While our findings clearly demonstrate the functional role of miR-155 in the mediation of the acute inflammatory response, definite conclusions about the long-term effects of miR-155 deficiency, or therapeutic miR-155 inhibition cannot be drawn from our data. A limited inflammatory response is also part of the physiologic healing process of myocardial injury [11, 30] and our model of a relatively short ischemic period and a small resulting infarct size does not allow the valid assessment of long-term effects of miR-155 deficiency. The DCFH-DA-method, as all fluorescence-based techniques for ROS-quantification, has several substrate-specific limitations that need to be taken into account when interpreting our findings, including the fact that DCFH does not directly react with H2O2 but is oxidized to DCF by several one-electron oxidizing species [22].

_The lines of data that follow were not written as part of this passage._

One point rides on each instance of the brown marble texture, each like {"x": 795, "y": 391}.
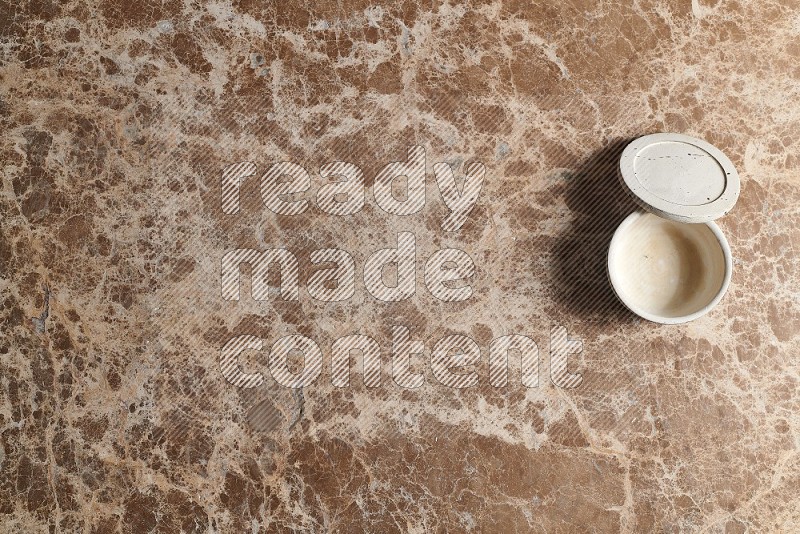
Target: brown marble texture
{"x": 116, "y": 120}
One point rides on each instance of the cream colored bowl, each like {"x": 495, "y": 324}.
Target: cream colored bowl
{"x": 667, "y": 271}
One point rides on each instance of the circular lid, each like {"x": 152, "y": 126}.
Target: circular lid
{"x": 679, "y": 177}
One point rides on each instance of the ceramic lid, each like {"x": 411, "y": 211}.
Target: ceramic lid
{"x": 679, "y": 177}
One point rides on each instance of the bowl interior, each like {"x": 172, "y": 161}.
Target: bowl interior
{"x": 668, "y": 271}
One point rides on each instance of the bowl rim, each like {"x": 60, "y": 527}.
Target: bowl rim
{"x": 614, "y": 279}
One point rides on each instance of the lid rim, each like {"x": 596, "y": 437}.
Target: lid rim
{"x": 667, "y": 209}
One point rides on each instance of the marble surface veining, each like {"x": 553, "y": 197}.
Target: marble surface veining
{"x": 117, "y": 119}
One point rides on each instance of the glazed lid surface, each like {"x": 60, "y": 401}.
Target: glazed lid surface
{"x": 679, "y": 177}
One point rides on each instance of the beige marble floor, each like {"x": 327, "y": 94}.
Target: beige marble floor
{"x": 118, "y": 119}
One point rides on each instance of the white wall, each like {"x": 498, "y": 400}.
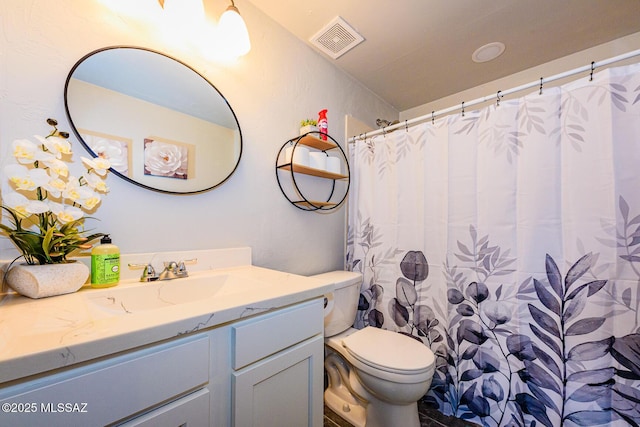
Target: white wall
{"x": 560, "y": 65}
{"x": 278, "y": 83}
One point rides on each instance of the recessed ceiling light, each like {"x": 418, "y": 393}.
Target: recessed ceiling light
{"x": 488, "y": 52}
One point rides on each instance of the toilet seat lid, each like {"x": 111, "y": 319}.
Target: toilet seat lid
{"x": 389, "y": 351}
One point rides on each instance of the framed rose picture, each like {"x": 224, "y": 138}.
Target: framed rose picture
{"x": 166, "y": 158}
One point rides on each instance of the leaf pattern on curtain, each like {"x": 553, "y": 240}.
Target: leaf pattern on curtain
{"x": 508, "y": 241}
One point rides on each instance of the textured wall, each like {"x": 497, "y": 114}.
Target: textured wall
{"x": 278, "y": 83}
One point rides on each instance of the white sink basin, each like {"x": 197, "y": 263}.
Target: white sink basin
{"x": 161, "y": 294}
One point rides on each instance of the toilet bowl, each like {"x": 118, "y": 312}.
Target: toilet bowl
{"x": 375, "y": 376}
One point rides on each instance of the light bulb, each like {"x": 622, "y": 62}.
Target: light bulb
{"x": 233, "y": 31}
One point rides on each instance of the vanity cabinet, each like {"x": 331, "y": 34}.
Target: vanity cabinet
{"x": 278, "y": 368}
{"x": 117, "y": 388}
{"x": 291, "y": 174}
{"x": 265, "y": 370}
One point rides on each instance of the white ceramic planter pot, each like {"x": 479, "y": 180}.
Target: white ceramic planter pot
{"x": 39, "y": 281}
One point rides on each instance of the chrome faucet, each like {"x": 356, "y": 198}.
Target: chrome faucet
{"x": 172, "y": 270}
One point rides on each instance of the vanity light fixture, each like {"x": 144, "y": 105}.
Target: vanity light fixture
{"x": 233, "y": 31}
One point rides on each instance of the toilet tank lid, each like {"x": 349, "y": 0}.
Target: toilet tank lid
{"x": 340, "y": 278}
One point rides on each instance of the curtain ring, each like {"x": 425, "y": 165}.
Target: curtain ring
{"x": 540, "y": 93}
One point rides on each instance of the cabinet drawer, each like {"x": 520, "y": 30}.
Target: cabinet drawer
{"x": 191, "y": 410}
{"x": 105, "y": 392}
{"x": 258, "y": 338}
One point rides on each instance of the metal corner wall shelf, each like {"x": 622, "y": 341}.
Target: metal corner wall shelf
{"x": 309, "y": 194}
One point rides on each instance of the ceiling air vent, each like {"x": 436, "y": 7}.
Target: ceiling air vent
{"x": 336, "y": 38}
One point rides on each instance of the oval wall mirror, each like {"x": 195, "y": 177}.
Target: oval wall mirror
{"x": 160, "y": 123}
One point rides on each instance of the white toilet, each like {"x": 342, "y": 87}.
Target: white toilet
{"x": 375, "y": 376}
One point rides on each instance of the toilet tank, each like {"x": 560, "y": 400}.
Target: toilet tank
{"x": 342, "y": 303}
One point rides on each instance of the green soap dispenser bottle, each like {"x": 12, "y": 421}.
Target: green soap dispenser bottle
{"x": 105, "y": 264}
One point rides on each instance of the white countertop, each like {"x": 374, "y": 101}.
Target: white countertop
{"x": 37, "y": 336}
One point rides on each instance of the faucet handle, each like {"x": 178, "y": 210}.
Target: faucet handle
{"x": 148, "y": 272}
{"x": 182, "y": 268}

In addition, the potential therapeutic inhibition of miR-155 is hampered by the multifunctional role of this microRNA and could result in multiple unwanted side effects such as immunosuppression [39] and tumor growth [52].

Conclusion

Our findings identify a causal role for miR-155 during IRI. MiR-155 modulates leukocyte recruitment in the microvasculature and contributes to ROS-production in inflammatory cells via suppression of its target gene SOCS-1, thereby aggravating post-ischemic tissue injury. Although specific oligonucleotide-based microRNA-inhibitors are on the way to clinical application, the therapeutic potential of miR-155 is limited by its multifunctional role and its involvement in host defence and neoplastic growth. However, our findings demonstrate that microRNAs could represent promising targets for the modulation of IRI or other acute inflammatory conditions, where the a bolus treatment with a microRNA-inhibitor could result in a sustained anti-inflammatory effect.